On the secondary charging effects and structure of mesospheric dust particles impacting on rocket probes
Abstract. The dust probe DUSTY, first launched during the summer of 1994 (flights ECT–02 and ECT–07) from Andøya Rocket Range, northern Norway, was the first probe to unambiguously detect heavy charged mesospheric aerosols, from hereon referred to as dust. In ECT–02 the probe detected negatively charged dust particles in the height interval of 83 to 88.5 km. In this flight, the lower grid in the detector (Grid 2) measures both positive and negative currents in various regions, and we find that the relationship between the current measurements of Grid 2 and the bottom plate can only be explained by influence from secondary charge production on Grid 2. In ECT–07, which had a large coning, positive currents reaching the top grid of the probe were interpreted as due to the impact of positively charged dust particles. We have now reanalyzed the data from ECT–07 and arrived at the conclusion that the measured positive currents to this grid must have been mainly due to secondary charging effects from the impacting dust particles. The grid consists of a set of parallel wires crossed with an identical set of wires on top of it, and we find that if the observed currents were created from the direct impact of charged dust particles, then they should be very weakly modulated at four times the rocket spin rate ωR. Observations show, however, that the observed currents are strongly modulated at 2ωR. We cannot reproduce the observed large modulations of the impact currents in the dust layer if the currents are due only to the transfer of the charges on the impacted dust particles.
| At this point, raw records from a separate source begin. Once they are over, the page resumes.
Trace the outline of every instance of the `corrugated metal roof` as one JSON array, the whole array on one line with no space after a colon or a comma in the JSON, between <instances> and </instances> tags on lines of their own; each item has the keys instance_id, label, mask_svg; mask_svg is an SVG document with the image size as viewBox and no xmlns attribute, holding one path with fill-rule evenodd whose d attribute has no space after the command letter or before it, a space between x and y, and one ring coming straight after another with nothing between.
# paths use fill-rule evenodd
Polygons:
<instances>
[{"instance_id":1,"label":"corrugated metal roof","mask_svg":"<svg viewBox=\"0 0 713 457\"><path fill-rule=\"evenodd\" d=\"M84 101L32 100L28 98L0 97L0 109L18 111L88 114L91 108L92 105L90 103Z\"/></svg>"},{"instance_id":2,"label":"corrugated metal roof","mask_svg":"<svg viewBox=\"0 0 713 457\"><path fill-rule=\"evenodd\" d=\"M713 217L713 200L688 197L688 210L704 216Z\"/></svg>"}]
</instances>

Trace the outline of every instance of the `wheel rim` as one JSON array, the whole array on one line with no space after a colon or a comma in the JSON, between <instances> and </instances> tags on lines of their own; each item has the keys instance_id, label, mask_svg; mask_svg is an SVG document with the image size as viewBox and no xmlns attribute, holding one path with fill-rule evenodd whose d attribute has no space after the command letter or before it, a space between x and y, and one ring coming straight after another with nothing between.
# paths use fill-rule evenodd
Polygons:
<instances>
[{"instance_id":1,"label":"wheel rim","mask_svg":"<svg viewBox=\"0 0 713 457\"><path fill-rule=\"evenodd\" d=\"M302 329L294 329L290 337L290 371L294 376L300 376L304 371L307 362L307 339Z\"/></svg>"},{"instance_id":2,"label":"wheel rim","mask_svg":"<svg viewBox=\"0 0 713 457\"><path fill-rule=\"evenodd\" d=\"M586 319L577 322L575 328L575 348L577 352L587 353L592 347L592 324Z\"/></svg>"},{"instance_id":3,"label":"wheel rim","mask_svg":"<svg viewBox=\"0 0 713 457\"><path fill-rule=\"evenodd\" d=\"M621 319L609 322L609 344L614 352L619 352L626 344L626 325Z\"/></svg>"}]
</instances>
Based on the results of recent ice cluster impact secondary charging experiments by Tomsic (2003), which found that a small fraction of the ice clusters, when impacting with nearly grazing incidence, carried away one negative charge −1e, we have arrived at the conclusion that similar, but significantly more effective, charging effects must be predominantly responsible for the positive currents measured by the top grid in ECT–07 and their large rotational modulation at 2ωR.
Since the secondary effect is dependent on the size of the impacting dust, this opens up for the possibility of mapping the relative dust sizes throughout a dust layer by comparing the observed direct and secondary currents.